# Sewing Machine Foot Switch?



## chrispuzzle (19 Feb 2007)

Following on from a thread In Another Place concerning the relatively high price of scrollsaw foot switches, can a sewing machine foot switch or some such be pressed into service?

Has anybody tried something like this?

Chris


----------



## Anonymous (19 Feb 2007)

Hi Chris,

As long as the footswitch you intend to use is rated at 230~240v and equal to or greater than the amp rating of your scroll saw motor there shouldn't be any problems.
This is assuming the footswitch is the 'momentary' type where you press to make and release to break or the 'latching' type where you press to make and press to break.
If the footswitch is the variable speed type it's a whole different ball game as they generally only work with brush motors which most domestic sewing machines use.


----------



## jimp11 (25 Feb 2007)

Hi guys Don't use the sewing machine foot switch they have a transformer in them to change the speed your saw and switch will over heat .you can make your one from a limit swith from any machine junk just a curcuit breaker.voltage don't mater.


----------



## Anonymous (25 Feb 2007)

jimp11":2vdd9l5l said:


> Hi guys Don't use the sewing machine foot switch they have a transformer in them to change the speed your saw and switch will over heat .you can make your one from a limit swith from any machine junk just a curcuit breaker.voltage don't mater.



Hi jimp11,

Your knowledge could be invaluable to Chris but please be more specific.
Your post is far too cryptic to be of any help to non rocket scientists !


----------



## Canadian Scroller (25 Feb 2007)

The sewing machine switches that vary the speed of a sewing machine, usually us some sort of resistance to do so.
The resistance will convert the electrical energy into heat. This starves the motor for electricity and slows it down, also creating heat.

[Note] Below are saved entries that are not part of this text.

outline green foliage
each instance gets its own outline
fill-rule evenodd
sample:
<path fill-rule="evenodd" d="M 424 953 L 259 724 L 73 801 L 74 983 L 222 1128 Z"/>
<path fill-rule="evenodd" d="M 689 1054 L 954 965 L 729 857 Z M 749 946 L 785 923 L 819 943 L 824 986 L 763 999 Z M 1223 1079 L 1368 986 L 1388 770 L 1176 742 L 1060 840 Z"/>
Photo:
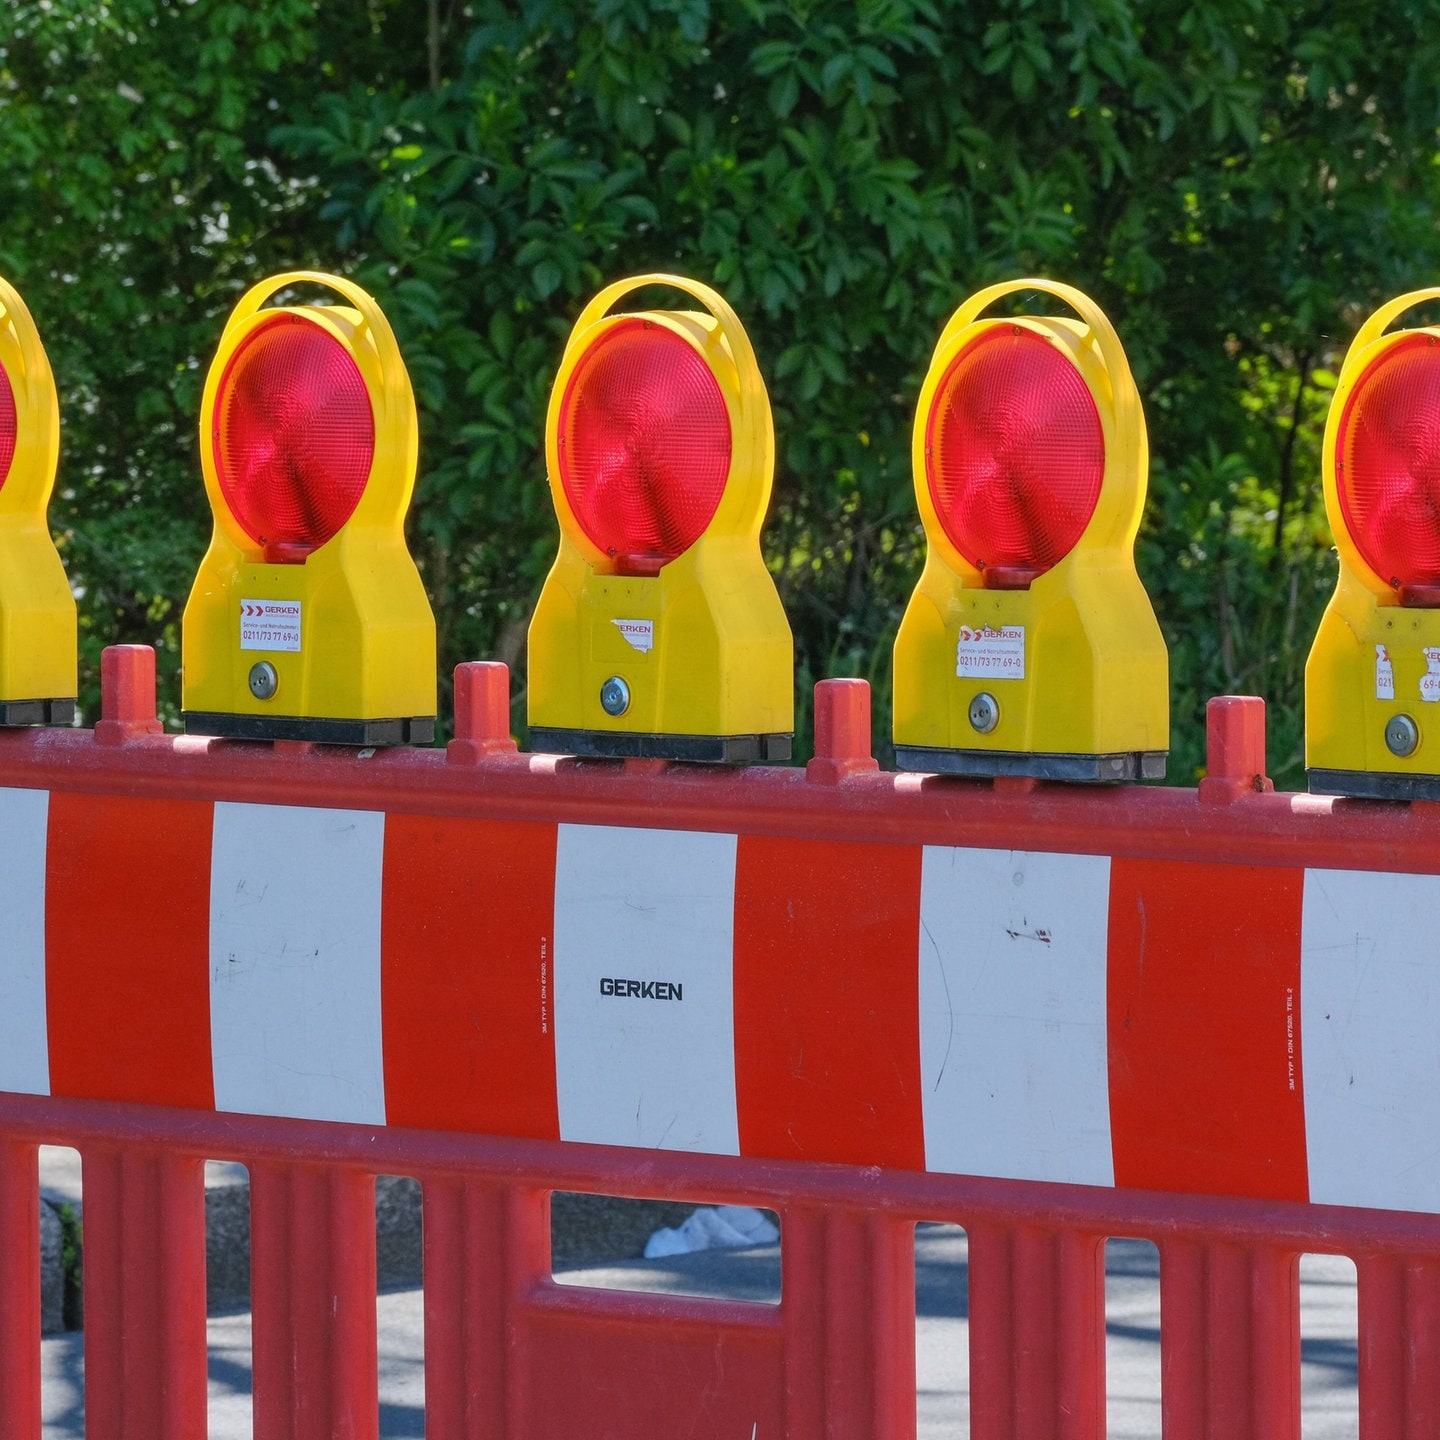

The motors used on sewing machines are fractional HP motors.
Scroll saws tend to be more powerful and therefor draw more current.
This would produce too much heat in the switch and cause it to fail.

If you want to use a simple push on push off switch , or a deadmans switch they are fine.


----------



## Newbie_Neil (26 Feb 2007)

Hi Canadian Scroller

Welcome to the forum.

Cheers
Neil


----------



## jimp11 (3 Mar 2007)

THANKS SCROLLER.


----------